Re: *kap-

From: bmscotttg
Message: 40960
Date: 2005-10-02

--- In cybalist@yahoogroups.com, "Brian M. Scott" <BMScott@...>
wrote:

> At 8:15:17 PM on Saturday, October 1, 2005, Grzegorz
> Jagodzinski wrote:

[...]

>> All laws are descriptive, contrary to theories whose aim
>> is to answer the question "why". However, laws also
>> *require* things to happen so-and-so, in order to satisfy
>> what the laws say. As Newton's law requires apples to fall
>> onto the ground, so Zipf's law requires frequent words to
>> be shortened (if they are too long). Both things *must*
>> happen.

> Don't be ridiculous. 'The length of a word tends to bear an
> inverse relationship to its relative frequency' doesn't
> require anything of any specific word; it's a vague,
> qualitative description of a lexicon.

Okay, now I have more time. Newton's law does not require
apples to fall; it says that unless prevented, they do fall.
This is a description of what is observed; a counterexample
would merely show that the description is inadequate. Indeed,
thanks to Einstein & Co. we now know that it *is* inadequate,
though not in this particular way. Similarly, this observation
of Zipf's requires nothing; it merely describes the data.
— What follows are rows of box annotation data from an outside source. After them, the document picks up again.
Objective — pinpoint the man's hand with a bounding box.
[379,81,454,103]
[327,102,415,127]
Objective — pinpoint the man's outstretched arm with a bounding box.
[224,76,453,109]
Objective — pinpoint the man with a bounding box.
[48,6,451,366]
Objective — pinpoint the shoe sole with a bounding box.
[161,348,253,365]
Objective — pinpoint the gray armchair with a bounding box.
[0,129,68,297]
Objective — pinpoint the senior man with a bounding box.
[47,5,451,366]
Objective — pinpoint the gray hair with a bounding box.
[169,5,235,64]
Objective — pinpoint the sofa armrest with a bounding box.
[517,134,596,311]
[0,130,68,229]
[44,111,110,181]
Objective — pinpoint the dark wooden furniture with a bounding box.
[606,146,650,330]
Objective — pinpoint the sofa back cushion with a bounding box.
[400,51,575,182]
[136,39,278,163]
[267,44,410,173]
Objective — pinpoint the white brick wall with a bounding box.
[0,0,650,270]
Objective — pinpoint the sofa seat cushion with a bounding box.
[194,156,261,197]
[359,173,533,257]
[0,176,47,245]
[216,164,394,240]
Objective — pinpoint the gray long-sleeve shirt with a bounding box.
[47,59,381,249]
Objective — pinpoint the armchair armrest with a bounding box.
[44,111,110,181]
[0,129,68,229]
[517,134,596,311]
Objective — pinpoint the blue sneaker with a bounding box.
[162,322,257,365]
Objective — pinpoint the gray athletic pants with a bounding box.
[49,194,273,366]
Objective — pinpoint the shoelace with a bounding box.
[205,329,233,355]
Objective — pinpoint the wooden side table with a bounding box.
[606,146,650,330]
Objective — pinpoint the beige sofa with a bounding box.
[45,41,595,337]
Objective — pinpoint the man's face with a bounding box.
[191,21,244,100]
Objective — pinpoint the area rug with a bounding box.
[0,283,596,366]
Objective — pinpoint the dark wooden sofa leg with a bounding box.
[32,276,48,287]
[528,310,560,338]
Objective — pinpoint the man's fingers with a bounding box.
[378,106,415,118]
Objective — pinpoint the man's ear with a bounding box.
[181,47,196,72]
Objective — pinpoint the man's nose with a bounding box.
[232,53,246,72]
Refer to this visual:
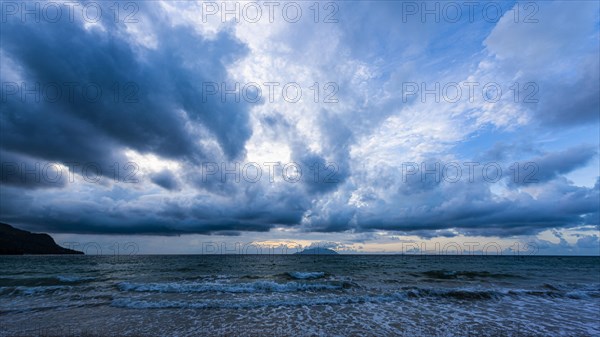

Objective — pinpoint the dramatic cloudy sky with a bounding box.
[0,1,600,254]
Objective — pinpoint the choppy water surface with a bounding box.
[0,255,600,336]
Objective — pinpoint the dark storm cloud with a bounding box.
[0,150,68,189]
[150,170,179,191]
[0,3,250,171]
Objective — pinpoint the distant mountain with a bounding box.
[294,247,338,255]
[0,222,83,255]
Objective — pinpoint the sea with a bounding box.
[0,255,600,336]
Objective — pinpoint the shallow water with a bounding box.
[0,255,600,336]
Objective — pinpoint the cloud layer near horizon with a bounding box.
[0,2,600,242]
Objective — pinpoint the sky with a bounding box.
[0,1,600,255]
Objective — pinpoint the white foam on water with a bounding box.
[287,271,325,280]
[118,281,345,293]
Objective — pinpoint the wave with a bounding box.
[0,275,95,287]
[421,270,522,280]
[118,281,352,293]
[286,271,325,280]
[111,283,600,309]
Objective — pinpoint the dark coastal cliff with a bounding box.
[0,223,83,255]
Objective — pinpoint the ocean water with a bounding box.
[0,255,600,336]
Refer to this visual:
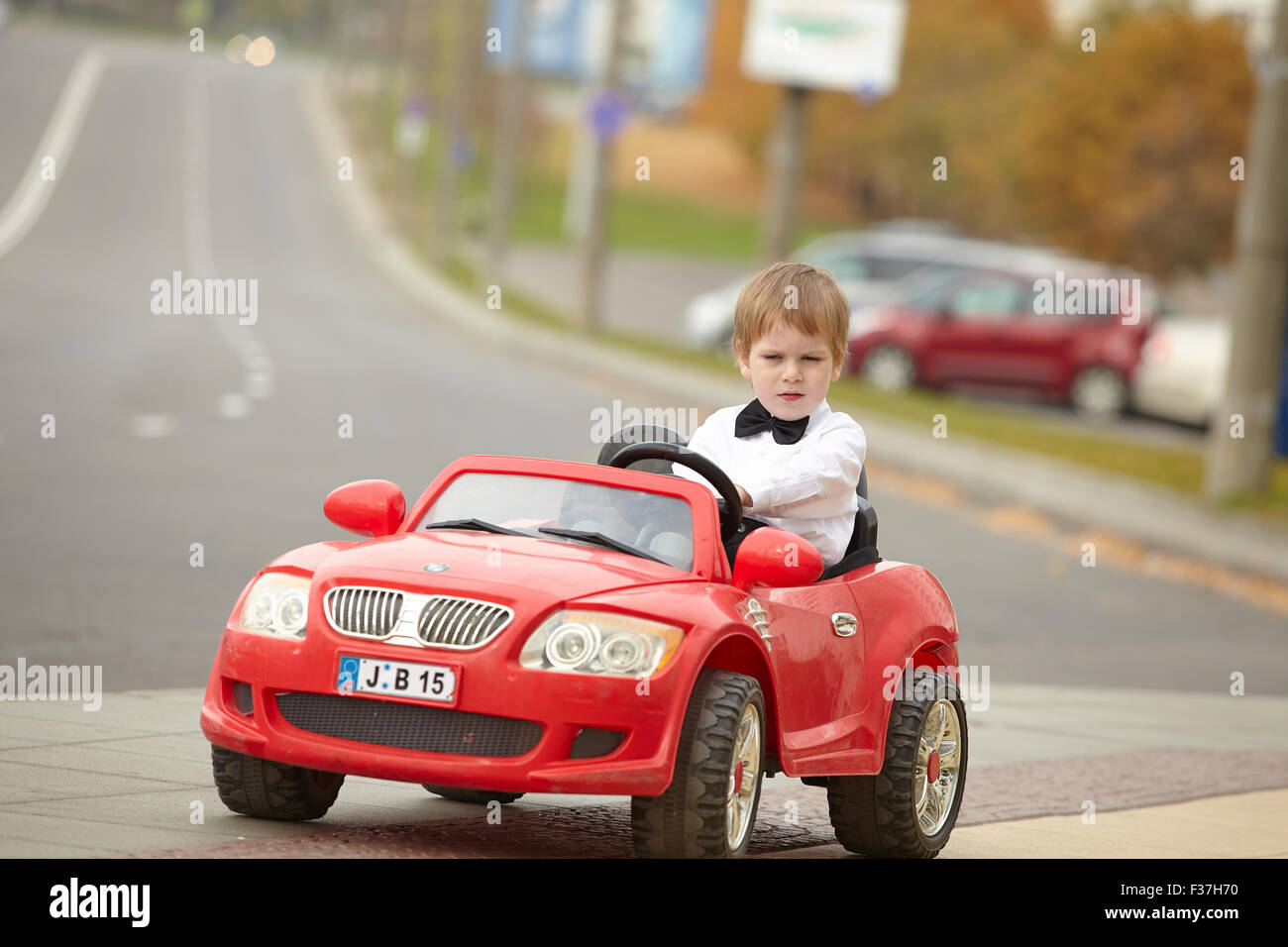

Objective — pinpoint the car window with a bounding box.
[812,253,872,282]
[413,473,693,573]
[944,277,1024,320]
[867,257,926,282]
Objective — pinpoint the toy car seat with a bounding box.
[595,424,881,581]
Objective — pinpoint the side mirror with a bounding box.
[322,480,407,536]
[733,526,823,591]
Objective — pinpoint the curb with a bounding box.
[301,73,1288,582]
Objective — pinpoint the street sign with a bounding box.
[742,0,909,100]
[486,0,711,107]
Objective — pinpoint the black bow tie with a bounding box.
[733,398,808,445]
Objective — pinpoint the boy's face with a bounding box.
[738,323,841,421]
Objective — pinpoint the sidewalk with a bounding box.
[303,77,1288,582]
[0,685,1288,858]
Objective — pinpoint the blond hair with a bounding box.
[731,262,850,366]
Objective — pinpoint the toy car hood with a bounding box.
[305,530,697,601]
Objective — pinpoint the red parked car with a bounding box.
[201,432,967,857]
[847,264,1156,417]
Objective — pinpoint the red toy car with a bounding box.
[201,432,967,857]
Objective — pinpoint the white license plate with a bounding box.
[336,655,456,703]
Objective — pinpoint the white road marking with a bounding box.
[0,47,107,257]
[130,415,176,438]
[183,71,274,420]
[219,391,250,421]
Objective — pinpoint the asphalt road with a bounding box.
[0,18,1288,694]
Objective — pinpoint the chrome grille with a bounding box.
[416,595,514,648]
[326,585,403,638]
[323,585,514,650]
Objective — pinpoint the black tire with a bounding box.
[421,783,523,805]
[1069,365,1130,420]
[631,669,767,858]
[210,746,344,822]
[827,668,969,858]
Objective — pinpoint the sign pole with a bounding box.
[761,85,808,263]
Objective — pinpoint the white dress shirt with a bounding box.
[671,399,868,566]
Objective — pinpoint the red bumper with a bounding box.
[201,626,688,796]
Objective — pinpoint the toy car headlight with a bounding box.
[519,611,684,678]
[239,573,312,638]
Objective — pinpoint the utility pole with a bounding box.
[486,0,532,282]
[761,85,808,263]
[579,0,631,333]
[428,0,486,264]
[1205,0,1288,500]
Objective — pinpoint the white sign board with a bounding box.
[742,0,909,98]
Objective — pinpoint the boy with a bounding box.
[673,263,867,566]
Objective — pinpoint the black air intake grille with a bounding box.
[277,693,541,756]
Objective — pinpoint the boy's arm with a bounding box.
[671,415,722,497]
[741,424,868,518]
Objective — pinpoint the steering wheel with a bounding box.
[608,441,742,543]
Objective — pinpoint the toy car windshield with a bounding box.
[413,473,693,573]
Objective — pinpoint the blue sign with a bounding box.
[587,89,631,142]
[484,0,711,103]
[1275,297,1288,458]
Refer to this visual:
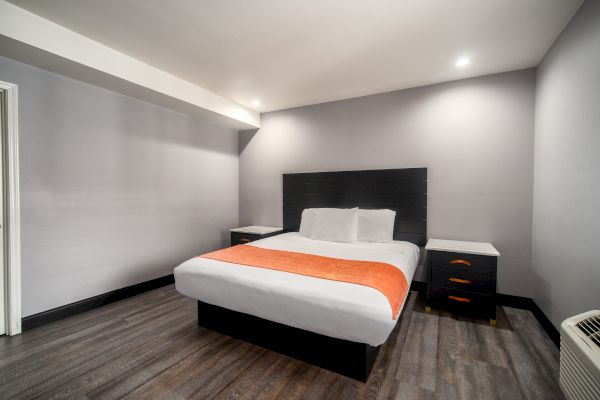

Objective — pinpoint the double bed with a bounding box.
[175,168,426,381]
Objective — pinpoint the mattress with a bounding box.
[175,232,419,346]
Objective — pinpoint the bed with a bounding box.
[175,168,427,381]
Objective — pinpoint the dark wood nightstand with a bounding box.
[229,226,283,246]
[425,239,500,326]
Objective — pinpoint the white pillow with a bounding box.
[300,208,318,237]
[310,208,358,243]
[358,209,396,243]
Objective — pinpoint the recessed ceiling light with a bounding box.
[456,57,471,68]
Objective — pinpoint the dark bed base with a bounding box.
[198,301,381,382]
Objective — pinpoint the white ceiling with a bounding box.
[10,0,582,112]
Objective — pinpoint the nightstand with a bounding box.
[425,239,500,326]
[229,226,283,246]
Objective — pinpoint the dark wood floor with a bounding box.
[0,285,563,400]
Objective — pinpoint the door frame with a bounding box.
[0,81,21,336]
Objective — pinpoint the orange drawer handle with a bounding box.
[450,260,471,267]
[448,278,472,284]
[448,296,471,303]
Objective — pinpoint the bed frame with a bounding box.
[198,168,427,382]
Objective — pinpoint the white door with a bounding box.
[0,90,6,335]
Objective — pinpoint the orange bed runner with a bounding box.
[198,244,408,319]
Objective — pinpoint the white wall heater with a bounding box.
[559,310,600,400]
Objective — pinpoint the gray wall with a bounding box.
[0,58,238,316]
[240,70,535,296]
[533,0,600,326]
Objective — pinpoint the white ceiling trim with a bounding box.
[0,0,260,128]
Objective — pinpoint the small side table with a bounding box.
[229,225,283,246]
[425,239,500,326]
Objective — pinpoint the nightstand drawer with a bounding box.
[431,287,495,316]
[431,268,493,294]
[231,232,254,246]
[431,251,492,275]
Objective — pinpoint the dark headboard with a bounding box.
[283,168,427,246]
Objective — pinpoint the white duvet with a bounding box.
[175,232,419,346]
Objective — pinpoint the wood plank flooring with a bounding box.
[0,285,563,400]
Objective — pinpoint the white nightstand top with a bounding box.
[425,239,500,257]
[229,225,283,235]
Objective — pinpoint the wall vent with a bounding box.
[559,310,600,400]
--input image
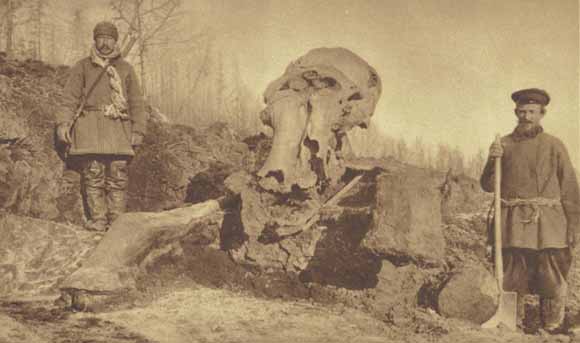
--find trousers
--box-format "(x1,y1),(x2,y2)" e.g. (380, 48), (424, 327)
(81, 155), (130, 223)
(502, 248), (572, 298)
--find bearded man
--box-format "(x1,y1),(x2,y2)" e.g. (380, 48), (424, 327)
(56, 22), (146, 231)
(481, 88), (580, 332)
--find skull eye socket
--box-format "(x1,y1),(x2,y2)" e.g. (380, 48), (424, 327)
(347, 92), (362, 101)
(368, 72), (379, 88)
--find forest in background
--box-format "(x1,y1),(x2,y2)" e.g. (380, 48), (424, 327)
(0, 0), (485, 178)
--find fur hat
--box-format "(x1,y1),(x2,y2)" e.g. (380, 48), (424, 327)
(512, 88), (550, 106)
(93, 21), (119, 41)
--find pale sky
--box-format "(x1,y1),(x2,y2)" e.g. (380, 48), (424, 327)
(80, 0), (580, 166)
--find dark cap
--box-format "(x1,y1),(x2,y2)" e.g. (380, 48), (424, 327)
(512, 88), (550, 106)
(93, 21), (119, 40)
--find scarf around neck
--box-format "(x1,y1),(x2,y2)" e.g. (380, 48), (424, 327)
(512, 125), (544, 141)
(90, 45), (129, 119)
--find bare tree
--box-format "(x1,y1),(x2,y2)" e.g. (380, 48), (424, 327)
(110, 0), (181, 94)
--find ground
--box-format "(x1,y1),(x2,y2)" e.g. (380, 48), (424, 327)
(0, 286), (580, 343)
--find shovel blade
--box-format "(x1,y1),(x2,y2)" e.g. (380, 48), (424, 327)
(481, 292), (518, 331)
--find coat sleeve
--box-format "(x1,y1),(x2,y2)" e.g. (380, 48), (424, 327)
(479, 158), (495, 192)
(557, 144), (580, 233)
(56, 60), (84, 125)
(125, 65), (147, 135)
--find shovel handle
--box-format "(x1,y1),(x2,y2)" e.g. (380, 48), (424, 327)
(493, 134), (503, 292)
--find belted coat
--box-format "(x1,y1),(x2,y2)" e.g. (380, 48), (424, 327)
(57, 57), (147, 156)
(480, 132), (580, 250)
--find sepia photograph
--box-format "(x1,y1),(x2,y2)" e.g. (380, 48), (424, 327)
(0, 0), (580, 343)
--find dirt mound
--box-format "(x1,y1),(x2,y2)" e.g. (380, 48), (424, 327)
(0, 56), (250, 224)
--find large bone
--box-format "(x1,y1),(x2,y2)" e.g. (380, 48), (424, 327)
(258, 48), (381, 193)
(60, 200), (223, 293)
(258, 93), (316, 192)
And
if you read the paper 'Word Length, Sentence Length, and
Frequency -- Zipf Revisited', by Bengt Sigurd, Mats Eeg-Olofsson,
and Joost van de Weijer, you know that it's definitely an
incomplete description of the data, since the actual relationship
looks more like a gamma distribution with a peak.

Finally, we know that there are also processes that work in the
opposite direction, extending some common words when they get too
short; consider, for instance, the history of French <aujourd'hui>.